Database micro-benchmark (Discussion)

Sorry, I should have done the look up myself instead of just giving you the search. I am working on the extended list for own use and don’t plan to publish it here unless others are interested.

Bagof is a complicated beast. There is probably some explanation why this case is so much harder and there are the profiler and source code to figure it out :slight_smile:

A bit of search reveals that bind_bagof_keys/3, and notably keysort/2 cause the big slowdown. Profiling under valgrind shows almost all time goes into deRef(), the macro that follows a variable reference chain. The bind_bagof_keys/3 trick ensures consistent variable bindings and makes sure this test passes:

sets(bagof-1) :-
	List = [_,_,_],
	bagof(X, member(X, List), Xs),
	Xs == List.

The way this was written creates a 1,000 long variable reference chain from the shared variable dictionary through each of the answers. I changed this by creating the shared variable dictionary list before the findall/3 call, so each answer creates (possibly) a reference pointer into the dictionary. This has some quite drastic effect. Times on AMD 3950X, Ubuntu 19.10, normal (no PGO) optimization.

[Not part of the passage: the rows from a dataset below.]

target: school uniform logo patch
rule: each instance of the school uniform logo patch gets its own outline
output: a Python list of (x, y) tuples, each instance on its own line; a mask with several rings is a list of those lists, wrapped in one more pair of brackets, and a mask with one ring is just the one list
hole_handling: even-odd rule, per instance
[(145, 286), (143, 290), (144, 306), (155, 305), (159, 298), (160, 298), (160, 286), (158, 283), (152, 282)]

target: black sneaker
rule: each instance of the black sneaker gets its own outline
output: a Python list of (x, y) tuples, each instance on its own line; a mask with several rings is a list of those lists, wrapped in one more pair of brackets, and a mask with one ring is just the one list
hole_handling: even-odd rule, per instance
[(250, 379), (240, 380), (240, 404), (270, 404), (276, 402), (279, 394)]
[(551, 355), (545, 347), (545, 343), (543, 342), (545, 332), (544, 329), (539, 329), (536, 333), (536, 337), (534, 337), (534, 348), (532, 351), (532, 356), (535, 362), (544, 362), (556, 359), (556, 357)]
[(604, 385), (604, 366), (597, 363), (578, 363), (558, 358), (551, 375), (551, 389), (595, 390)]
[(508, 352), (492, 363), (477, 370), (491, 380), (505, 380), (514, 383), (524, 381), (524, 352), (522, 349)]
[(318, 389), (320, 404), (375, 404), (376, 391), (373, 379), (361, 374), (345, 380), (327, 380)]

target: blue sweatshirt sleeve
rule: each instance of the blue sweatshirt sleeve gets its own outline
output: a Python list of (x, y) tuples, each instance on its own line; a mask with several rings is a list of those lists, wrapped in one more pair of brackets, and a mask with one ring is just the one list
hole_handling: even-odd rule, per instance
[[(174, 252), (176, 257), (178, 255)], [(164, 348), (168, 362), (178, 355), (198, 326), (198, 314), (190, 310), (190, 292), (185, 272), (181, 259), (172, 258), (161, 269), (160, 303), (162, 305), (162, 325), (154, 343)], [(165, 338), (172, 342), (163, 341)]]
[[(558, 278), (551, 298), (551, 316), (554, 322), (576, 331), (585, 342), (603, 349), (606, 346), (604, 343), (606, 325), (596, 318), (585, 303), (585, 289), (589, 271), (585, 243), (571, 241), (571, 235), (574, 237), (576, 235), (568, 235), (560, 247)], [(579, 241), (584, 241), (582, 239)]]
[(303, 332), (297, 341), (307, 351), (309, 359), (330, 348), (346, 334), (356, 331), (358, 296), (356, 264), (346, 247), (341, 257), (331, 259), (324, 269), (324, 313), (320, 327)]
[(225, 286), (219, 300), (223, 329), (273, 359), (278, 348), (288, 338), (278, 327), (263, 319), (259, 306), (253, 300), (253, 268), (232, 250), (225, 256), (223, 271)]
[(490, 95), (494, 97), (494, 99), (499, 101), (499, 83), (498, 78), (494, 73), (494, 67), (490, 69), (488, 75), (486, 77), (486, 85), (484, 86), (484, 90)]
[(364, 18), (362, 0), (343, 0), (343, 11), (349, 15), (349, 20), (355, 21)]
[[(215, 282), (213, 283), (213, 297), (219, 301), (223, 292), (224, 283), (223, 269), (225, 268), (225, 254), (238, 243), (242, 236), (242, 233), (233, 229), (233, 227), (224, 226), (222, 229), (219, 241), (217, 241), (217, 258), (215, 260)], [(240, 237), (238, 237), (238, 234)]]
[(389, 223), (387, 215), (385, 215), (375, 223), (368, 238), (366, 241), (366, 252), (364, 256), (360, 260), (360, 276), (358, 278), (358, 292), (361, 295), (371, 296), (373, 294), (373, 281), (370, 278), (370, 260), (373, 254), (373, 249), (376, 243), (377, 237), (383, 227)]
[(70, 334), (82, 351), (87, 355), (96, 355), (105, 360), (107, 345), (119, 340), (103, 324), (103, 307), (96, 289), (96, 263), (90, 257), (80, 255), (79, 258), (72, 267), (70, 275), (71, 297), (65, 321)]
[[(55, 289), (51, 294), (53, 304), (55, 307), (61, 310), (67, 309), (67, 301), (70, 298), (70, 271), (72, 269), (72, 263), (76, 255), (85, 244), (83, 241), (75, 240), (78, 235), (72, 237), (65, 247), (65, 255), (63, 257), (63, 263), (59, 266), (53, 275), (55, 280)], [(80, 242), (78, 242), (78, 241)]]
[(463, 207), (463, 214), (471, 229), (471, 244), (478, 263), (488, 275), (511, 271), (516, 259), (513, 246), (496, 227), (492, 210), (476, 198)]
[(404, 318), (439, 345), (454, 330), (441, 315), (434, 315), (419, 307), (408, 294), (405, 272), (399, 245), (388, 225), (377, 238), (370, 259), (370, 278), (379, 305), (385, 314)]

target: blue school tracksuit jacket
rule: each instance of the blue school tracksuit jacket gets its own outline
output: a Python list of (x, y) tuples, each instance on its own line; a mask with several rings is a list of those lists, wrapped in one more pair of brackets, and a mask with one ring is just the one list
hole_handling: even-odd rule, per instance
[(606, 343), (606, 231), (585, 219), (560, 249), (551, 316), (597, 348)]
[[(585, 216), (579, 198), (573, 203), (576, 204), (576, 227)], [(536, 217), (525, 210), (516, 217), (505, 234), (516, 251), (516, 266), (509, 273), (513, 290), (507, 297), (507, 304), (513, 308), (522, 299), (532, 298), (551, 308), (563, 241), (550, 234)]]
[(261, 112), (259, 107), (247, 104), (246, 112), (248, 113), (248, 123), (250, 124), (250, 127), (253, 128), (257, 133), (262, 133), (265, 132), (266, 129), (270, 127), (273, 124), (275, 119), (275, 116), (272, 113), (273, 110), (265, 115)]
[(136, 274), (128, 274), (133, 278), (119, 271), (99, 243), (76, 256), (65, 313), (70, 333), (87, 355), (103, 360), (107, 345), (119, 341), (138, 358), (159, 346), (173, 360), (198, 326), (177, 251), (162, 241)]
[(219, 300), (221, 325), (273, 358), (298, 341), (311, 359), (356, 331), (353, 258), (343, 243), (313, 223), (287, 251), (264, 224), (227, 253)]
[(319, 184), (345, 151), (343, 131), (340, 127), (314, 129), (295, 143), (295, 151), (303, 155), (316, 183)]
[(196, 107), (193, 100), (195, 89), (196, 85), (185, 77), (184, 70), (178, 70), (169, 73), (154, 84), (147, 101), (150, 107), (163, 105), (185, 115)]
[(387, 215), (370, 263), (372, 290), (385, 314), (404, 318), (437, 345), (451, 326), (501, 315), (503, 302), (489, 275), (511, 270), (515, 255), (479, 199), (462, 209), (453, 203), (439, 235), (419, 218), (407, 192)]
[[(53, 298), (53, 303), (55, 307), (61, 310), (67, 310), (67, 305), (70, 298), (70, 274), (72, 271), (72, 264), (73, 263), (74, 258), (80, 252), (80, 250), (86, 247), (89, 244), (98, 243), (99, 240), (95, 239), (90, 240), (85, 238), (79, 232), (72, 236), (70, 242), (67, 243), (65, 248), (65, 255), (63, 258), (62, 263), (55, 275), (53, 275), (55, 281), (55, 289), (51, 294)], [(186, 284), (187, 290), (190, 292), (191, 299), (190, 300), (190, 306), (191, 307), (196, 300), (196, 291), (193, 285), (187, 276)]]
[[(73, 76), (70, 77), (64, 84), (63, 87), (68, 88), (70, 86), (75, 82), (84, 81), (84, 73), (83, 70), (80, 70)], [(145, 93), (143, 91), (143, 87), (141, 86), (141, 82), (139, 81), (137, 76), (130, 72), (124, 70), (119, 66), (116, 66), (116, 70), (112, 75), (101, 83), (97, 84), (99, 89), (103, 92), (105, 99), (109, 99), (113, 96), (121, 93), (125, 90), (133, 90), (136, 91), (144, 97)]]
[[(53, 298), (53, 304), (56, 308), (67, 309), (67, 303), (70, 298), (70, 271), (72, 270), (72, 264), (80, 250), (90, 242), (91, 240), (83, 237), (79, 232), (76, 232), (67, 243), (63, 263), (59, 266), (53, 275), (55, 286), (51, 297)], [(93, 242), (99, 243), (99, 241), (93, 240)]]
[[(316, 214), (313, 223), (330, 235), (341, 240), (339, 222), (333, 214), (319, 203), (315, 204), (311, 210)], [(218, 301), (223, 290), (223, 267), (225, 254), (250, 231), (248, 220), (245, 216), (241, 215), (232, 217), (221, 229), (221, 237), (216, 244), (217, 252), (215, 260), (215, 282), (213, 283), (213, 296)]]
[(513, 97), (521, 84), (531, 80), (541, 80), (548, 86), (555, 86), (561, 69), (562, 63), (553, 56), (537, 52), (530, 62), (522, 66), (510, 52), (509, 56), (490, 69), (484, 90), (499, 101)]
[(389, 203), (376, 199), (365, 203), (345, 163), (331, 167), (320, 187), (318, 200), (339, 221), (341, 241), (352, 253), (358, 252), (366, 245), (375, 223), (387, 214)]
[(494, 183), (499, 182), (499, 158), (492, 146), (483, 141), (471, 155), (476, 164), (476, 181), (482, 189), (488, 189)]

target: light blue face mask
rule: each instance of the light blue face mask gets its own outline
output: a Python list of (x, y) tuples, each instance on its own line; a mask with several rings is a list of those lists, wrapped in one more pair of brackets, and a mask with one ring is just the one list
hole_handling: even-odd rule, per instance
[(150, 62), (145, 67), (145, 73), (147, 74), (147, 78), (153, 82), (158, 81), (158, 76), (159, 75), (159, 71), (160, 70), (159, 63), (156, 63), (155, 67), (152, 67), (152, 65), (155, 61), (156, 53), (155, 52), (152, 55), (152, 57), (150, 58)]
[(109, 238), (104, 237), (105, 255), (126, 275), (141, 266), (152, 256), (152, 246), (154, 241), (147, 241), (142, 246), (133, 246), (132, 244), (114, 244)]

?- time((between(1,1000,_), bagof(T, pr(X,1,1,T), L), fail; true)).
% 6,322,999 inferences, 0.609 CPU in 0.609 seconds (100% CPU, 10377325 Lips)
?- time((between(1,1000,_), bagof(Z-T, pr(X,Y,Z,T), L), fail; true)).
% 6,324,007 inferences, 0.678 CPU in 0.679 seconds (100% CPU, 9321305 Lips)

And

?- time((between(1,1000,_), bagof(Z-T, pr2(X,Y,Z,T), L), fail; true)).
% 5,099,007 inferences, 0.797 CPU in 0.797 seconds (100% CPU, 6395849 Lips)
?- time((between(1,1000,_), setof(Z-T, pr2(X,Y,Z,T), L), fail; true)).
% 4,923,001 inferences, 0.934 CPU in 0.935 seconds (100% CPU, 5268815 Lips)

Ratio 117%

I thought long variable reference chains are hardly ever a problem, but apparently it is possible to find counter examples in real life. Learned something new :slight_smile: Thanks.

6 Likes

Greate, and interesting indeed!